Source : Globe & Mail

November 19, 2008
The CBC stopped paying the bills for its last in-house orchestra on Sunday, but it says it is willing to help a free-standing successor ensemble with broadcasts, commissions and rehearsal space.

Mark Steinmetz, the CBC Radio executive who announced the end of 70-year-old CBC Radio Orchestra last spring, told The Globe and Mail that the CBC was in discussions about how to support an independent future for the orchestra well before Sunday's farewell concert at Vancouver's Chan Centre.

"We have had conversations with conductor Alain Trudel and Philippe Labelle," Steinmetz said in an e-mail, referring to the Montreal venture capitalist who, with Trudel, has launched an effort to keep the ensemble alive as the National Broadcast Orchestra (NBO).

Steinmetz said the CBC has offered to give the rebranded orchestra three broadcasts next year and to commission more new works like the four performed at Sunday's concert. The NBO would also be able to use the CBC's facilities in Vancouver for rehearsals and its library of sheet music.

"I'm happy that this long-standing relationship with our colleagues at the CBC is continuing," Trudel said by phone from Montreal. He has already worked out a deal with the University of British Columbia that would allow the NBO to use UBC's Chan Centre and studio spaces and to form a new association with the university's arts programs.
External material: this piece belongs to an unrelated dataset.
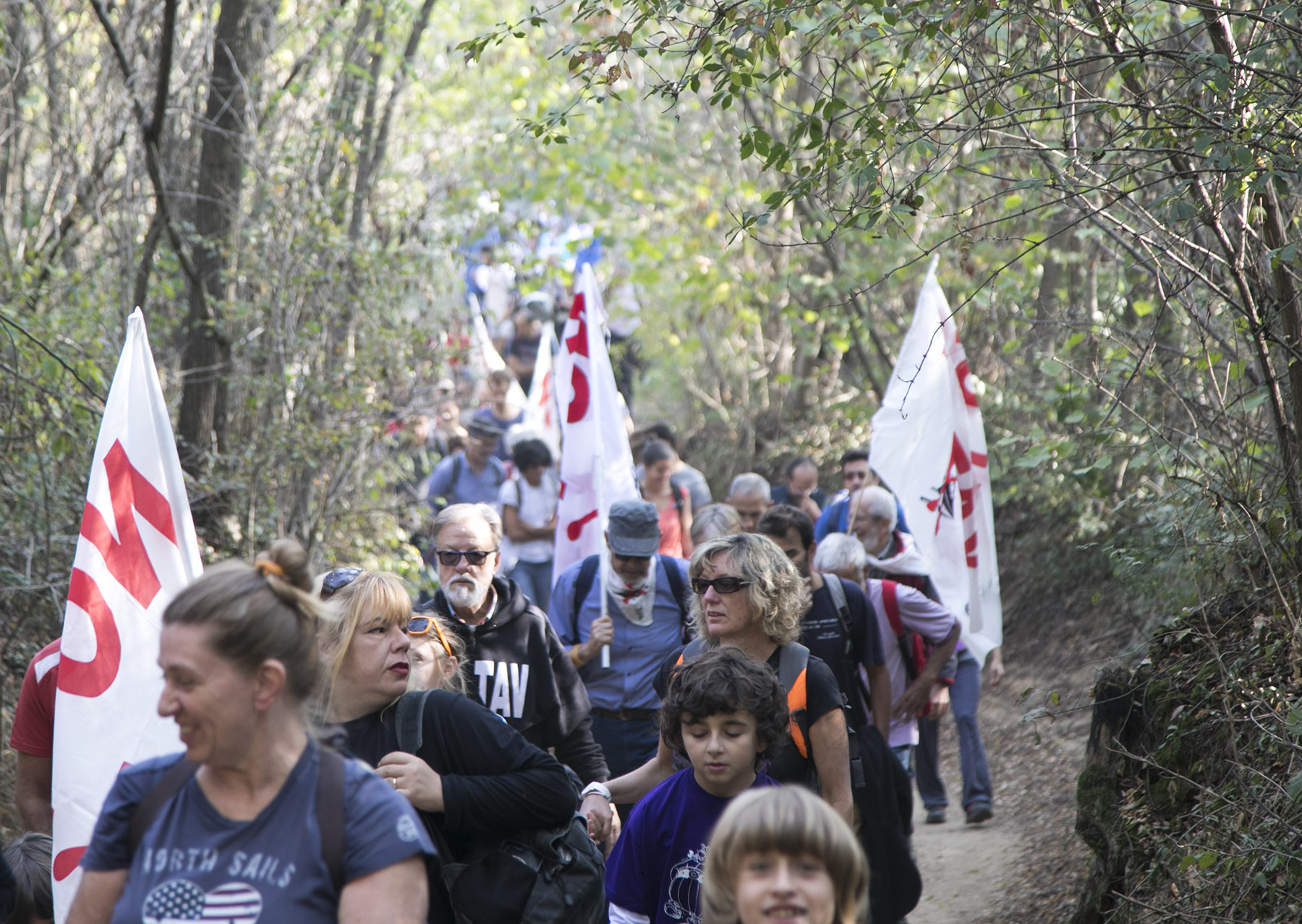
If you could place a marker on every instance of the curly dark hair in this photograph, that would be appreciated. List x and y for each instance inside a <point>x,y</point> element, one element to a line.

Trudel and Labelle describe the NBO as a not-for-profit "multimedia orchestra" that would exploit the music-delivery potential of the Internet and cellphone networks as well as traditional broadcasting. It would be based in Vancouver, have its own board and do most of its work in studio settings with live audiences.

Fundraising has already begun, Trudel said, with the goal of building an endowment to help sustain a projected annual budget of $1-million.

"We're going to take our time and do this right, and start again with concerts in September,' " the 42-year-old conductor said.